When calling pdftotree.parse(pdf_file), i get the following error:

>>> output = pdftotree.parse('403000541.pdf')
Traceback (most recent call last):
  File "<stdin>", line 1, in <module>
  File "/Users/adarsa/ilimi/pyenv36/lib/python3.6/site-packages/pdftotree/core.py", line 63, in parse
    if not extractor.is_scanned():
  File "/Users/adarsa/ilimi/pyenv36/lib/python3.6/site-packages/pdftotree/TreeExtract.py", line 121, in is_scanned
    self.parse()
  File "/Users/adarsa/ilimi/pyenv36/lib/python3.6/site-packages/pdftotree/TreeExtract.py", line 91, in parse
    for page_num, layout in enumerate(analyze_pages(self.pdf_file)):
  File "/Users/adarsa/ilimi/pyenv36/lib/python3.6/site-packages/pdftotree/utils/pdf/pdf_utils.py", line 136, in analyze_pages
    interpreter.process_page(page)
  File "/Users/adarsa/ilimi/pyenv36/lib/python3.6/site-packages/pdfminer/pdfinterp.py", line 841, in process_page
    self.render_contents(page.resources, page.contents, ctm=ctm)
  File "/Users/adarsa/ilimi/pyenv36/lib/python3.6/site-packages/pdfminer/pdfinterp.py", line 852, in render_contents
    self.init_resources(resources)
  File "/Users/adarsa/ilimi/pyenv36/lib/python3.6/site-packages/pdfminer/pdfinterp.py", line 356, in init_resources
    self.fontmap[fontid] = self.rsrcmgr.get_font(objid, spec)
  File "/Users/adarsa/ilimi/pyenv36/lib/python3.6/site-packages/pdfminer/pdfinterp.py", line 204, in get_font
    font = self.get_font(None, subspec)
  File "/Users/adarsa/ilimi/pyenv36/lib/python3.6/site-packages/pdfminer/pdfinterp.py", line 195, in get_font
    font = PDFCIDFont(self, spec)
  File "/Users/adarsa/ilimi/pyenv36/lib/python3.6/site-packages/pdfminer/pdffont.py", line 641, in __init__
    self.cidcoding = (self.cidsysteminfo.get('Registry', 'unknown') + b'-' +
TypeError: unsupported operand type(s) for +: 'PDFObjRef' and 'bytes'

I installed by building the package in python 3.6.

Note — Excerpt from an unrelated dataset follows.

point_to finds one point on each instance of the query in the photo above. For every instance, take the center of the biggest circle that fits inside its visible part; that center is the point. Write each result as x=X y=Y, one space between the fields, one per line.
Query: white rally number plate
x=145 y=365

I looked for the following line of code both in pdfminer and in pdfminer.six, and found that it only appears in pdfminer.

File "/Users/adarsa/ilimi/pyenv36/lib/python3.6/site-packages/pdfminer/pdffont.py", line 641, in init
self.cidcoding = (self.cidsysteminfo.get('Registry', 'unknown') + b'-' +

This issue was reported at euske/pdfminer#258 too (the original pdfminer), which was supposedly fixed by euske/pdfminer@cc7d409.

Assuming pdfminer (instead of pdfminer.six) was used by the reporter, this issue is invalid as the pdftotree has listed pdfminer.six as a dependency at 8c190cb, way before this issue was reported, and still uses it.